§ 970.15404-4-3 - Types of contracts and fee arrangements.  


Latest version.
  • (a) Contract types and fee arrangements suitable for management and operating contracts may include cost, cost-plus-fixed-fee, cost-plus-award-fee, cost-plus-incentive-fee, fixed-price incentive, firm-fixed-price or any combination thereof. See FAR 16.1. In accordance with 48 CFR 970.15404-4-1(b)(1), the fee arrangement chosen for each work element should reflect the financial risk for project failure that contractors are willing to accept. Contracting officials shall structure each contract and the elements of the work in such a manner that the risk is manageable and, therefore, assumable by the contractor.

    (b) Consistent with the concept of a performance-based management contract, those contract types which incentivize performance and cost control are preferred over a cost-plus-fixed-fee arrangement. Accordingly, a cost-plus-fixed-fee contract in instances other than those set forth in 48 CFR 970.15404-4-2(c)(2) may only be used when approved in advance by the Procurement Executive, or designee.

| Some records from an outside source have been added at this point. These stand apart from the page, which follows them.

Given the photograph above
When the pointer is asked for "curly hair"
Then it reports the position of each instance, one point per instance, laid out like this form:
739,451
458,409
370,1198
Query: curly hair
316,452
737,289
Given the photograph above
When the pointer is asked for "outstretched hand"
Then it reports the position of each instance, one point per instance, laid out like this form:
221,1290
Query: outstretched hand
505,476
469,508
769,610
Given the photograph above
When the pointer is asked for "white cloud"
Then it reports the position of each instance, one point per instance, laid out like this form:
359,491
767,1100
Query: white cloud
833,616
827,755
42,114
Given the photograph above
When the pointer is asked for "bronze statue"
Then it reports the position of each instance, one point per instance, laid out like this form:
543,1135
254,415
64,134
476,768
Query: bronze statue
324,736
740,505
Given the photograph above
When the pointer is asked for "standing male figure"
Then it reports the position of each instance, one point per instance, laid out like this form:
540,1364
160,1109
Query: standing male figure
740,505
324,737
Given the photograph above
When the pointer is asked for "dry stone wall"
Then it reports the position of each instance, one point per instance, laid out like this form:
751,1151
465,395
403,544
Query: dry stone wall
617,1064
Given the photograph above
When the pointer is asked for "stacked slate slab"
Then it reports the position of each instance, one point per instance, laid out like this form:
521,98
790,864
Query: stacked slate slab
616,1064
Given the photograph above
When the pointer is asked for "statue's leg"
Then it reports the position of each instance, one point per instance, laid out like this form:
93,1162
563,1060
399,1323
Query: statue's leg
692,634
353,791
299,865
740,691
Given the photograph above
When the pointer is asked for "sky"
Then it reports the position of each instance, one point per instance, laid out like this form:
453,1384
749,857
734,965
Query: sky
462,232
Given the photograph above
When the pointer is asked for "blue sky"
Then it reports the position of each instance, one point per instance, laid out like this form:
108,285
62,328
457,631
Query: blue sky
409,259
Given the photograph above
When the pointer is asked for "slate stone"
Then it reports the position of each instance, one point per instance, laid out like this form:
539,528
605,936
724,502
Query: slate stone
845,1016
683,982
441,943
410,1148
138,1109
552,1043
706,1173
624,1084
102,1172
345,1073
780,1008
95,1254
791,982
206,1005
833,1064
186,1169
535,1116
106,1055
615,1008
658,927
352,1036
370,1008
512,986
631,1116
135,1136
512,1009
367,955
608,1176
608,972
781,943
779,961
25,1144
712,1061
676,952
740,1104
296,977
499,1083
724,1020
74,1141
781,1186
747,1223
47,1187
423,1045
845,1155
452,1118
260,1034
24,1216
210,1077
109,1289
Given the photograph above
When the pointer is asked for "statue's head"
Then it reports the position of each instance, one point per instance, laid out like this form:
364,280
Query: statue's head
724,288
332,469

    (c) A cost-plus-award-fee contract is generally the appropriate contract type for a management and operating contract.

    (1) Where work cannot be adequately defined to the point that a fixed price contract is acceptable, the attainment of acquisition objectives generally will be enhanced by using a cost-plus-award-fee contract or other incentive fee arrangement to effectively motivate the contractor to superior performance and to provide the Department with flexibility to evaluate actual performance and the conditions under which it was achieved.

    (2) The construct of fee for a cost-plus-award-fee management and operating contract is that total available fee will equal a base fee amount and a performance fee amount.

    The total available fee amount including the performance fee amount the contractor may earn, in whole or in part during performance, shall be established annually (or as otherwise agreed to by the parties and approved by the Procurement Executive, or designee), in an amount sufficient to motivate performance excellence.

    (3) However, consistent with concepts of performance-based contracting, it is Departmental policy to place fee at risk based on performance. Accordingly, a base fee amount will be available only when approved in advance by the Procurement Executive, or designee, except as permitted in 48 CFR 970.15404-4-2(c)(1). Any base fee amount shall be fixed, expressed as a percent of the total available fee at inception of the contract, and shall not exceed that percent during the life of the contract.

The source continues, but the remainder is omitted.